If you completed --discourse-setup but st-post is still failing, run --discourse once. On first run, if the flat DISCOURSE_* keys exist in ~/.crossenv but the DISCOURSE JSON array (required by st-post) is absent, it is built and written automatically:
✓ Discourse configuration initialised from onboarding keys.
This closes the gap between provisioning and posting without requiring you to re-run setup.

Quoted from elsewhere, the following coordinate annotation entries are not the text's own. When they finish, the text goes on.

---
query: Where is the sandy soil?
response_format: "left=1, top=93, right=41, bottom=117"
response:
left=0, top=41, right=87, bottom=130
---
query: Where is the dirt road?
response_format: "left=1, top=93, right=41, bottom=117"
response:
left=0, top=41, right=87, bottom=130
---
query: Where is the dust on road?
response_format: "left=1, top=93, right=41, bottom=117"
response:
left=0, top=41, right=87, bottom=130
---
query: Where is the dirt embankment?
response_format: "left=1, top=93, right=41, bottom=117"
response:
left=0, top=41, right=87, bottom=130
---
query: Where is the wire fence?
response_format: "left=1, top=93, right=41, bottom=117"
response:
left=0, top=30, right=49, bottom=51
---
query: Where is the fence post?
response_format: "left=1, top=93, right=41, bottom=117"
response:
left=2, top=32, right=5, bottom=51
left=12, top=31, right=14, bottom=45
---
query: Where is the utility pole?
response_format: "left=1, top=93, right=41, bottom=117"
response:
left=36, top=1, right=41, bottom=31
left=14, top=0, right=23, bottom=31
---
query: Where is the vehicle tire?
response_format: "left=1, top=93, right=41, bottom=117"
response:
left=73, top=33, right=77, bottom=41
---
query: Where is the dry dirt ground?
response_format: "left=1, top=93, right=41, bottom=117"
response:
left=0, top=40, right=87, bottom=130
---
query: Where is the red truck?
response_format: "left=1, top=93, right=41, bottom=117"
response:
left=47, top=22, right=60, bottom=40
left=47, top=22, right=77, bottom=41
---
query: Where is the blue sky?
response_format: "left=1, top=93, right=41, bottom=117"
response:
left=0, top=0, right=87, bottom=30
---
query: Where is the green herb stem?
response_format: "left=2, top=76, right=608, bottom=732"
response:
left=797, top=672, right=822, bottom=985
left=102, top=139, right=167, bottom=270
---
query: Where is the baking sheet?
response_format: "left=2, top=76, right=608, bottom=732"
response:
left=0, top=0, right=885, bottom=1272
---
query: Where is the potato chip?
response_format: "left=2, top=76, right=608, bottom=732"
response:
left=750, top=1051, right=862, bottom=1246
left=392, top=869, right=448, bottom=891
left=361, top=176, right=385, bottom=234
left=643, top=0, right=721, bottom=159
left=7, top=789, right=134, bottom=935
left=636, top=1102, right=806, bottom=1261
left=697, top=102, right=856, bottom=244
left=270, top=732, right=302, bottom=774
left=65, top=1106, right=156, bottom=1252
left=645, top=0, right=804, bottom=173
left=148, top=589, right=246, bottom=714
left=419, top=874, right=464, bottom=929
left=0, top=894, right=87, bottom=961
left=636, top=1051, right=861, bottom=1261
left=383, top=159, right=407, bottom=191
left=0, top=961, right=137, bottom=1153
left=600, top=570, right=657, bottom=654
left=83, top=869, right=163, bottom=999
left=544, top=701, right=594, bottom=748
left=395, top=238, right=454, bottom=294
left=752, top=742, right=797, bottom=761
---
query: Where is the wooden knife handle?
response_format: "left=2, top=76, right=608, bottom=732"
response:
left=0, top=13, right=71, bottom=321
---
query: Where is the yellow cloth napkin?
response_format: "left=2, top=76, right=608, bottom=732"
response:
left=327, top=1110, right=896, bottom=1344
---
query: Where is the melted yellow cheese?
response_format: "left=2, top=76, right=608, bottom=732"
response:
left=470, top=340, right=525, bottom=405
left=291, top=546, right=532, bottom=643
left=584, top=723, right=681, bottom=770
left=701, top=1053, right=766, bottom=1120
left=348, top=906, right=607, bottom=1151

| Flag / Key | Purpose | When to use |
|---|---|---|
--discourse-setup |
One-time account provisioning (T&C, API key, private category) | Once per user |
--discourse |
Show full config; switch default posting category (incl. custom ID) | Any time |
D (interactive menu) |
Select default Discourse site | When you have multiple sites |
c (interactive menu) |
Quick-switch posting category: private or test-cleared-daily | Day-to-day use |
Reads and writes ~/.crossenv (global) and .env (repo-local). Model overrides are stored in .ai_models, one provider=model per line. --init-templates seeds ~/.cross_templates/ from the bundled template/ directory.